Imaging-based deep learning in liver diseases

Liver disease is a collective term for hepatic damage caused by heterogeneous etiologies and poses a heavy health burden worldwide. Modern medical imaging, such as computed tomography (CT), magnetic resonance imaging (MRI), and ultrasonography, plays an essential role in the diagnosis and management of liver diseases. Imaging-based deep learning (DL) is one of the most actively investigated techniques in recent decade. It enables high-dimensional features extraction through the layered structures and can be used in a variety of clinical scenarios, especially with the convolutional neural network in computer vision.

Most DL tasks can be divided into image segmentation, image classification, and lesion detection. In terms of segmentation, unlike traditional semi-automatic segmentation algorithms that need manual tracing or correction, most DL segmentation algorithms perform end-to-end segmentations, which can reduce labor and time cost.
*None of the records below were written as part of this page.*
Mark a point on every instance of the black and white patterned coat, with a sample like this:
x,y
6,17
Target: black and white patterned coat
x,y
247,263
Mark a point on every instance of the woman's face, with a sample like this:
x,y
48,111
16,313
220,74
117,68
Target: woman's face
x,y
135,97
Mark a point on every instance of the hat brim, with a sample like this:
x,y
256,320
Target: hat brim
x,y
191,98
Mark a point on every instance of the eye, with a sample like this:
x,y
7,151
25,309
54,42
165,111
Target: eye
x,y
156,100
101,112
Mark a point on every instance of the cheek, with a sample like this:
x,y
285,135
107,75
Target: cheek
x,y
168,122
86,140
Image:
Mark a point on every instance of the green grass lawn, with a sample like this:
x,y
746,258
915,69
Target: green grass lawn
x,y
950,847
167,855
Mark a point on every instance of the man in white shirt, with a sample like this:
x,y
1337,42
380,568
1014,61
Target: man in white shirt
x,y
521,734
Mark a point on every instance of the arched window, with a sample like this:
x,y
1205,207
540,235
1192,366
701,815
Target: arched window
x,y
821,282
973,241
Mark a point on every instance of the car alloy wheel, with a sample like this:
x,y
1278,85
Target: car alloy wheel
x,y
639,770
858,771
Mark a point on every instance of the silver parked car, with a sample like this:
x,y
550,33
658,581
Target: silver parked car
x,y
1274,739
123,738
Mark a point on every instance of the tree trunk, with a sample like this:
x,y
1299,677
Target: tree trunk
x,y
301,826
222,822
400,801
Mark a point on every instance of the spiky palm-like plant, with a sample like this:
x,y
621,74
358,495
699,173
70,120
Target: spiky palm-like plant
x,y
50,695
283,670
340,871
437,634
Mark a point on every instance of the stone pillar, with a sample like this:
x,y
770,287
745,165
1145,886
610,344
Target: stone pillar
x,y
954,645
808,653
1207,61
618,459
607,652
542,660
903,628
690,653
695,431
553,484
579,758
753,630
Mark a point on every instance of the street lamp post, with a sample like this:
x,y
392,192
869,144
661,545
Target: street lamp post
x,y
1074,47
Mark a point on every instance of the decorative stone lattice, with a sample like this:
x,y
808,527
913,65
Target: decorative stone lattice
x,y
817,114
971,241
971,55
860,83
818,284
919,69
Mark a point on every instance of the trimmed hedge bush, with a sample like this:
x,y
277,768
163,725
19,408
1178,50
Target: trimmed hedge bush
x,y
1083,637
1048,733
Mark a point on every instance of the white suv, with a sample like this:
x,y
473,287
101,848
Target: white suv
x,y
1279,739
The algorithms output an array of the same size as the input images. Pixels (voxels) in the target usually demonstrate higher values in the corresponding location on the output array. By setting a cutoff value, a mask of the target region is then generated. The segmentation algorithms are often evaluated on spatial overlapping by Dice Similarity Coefficient (DSC) and Hausdorff distance, with higher DSC and lower Hausdorff distance indicating better segmentation performance.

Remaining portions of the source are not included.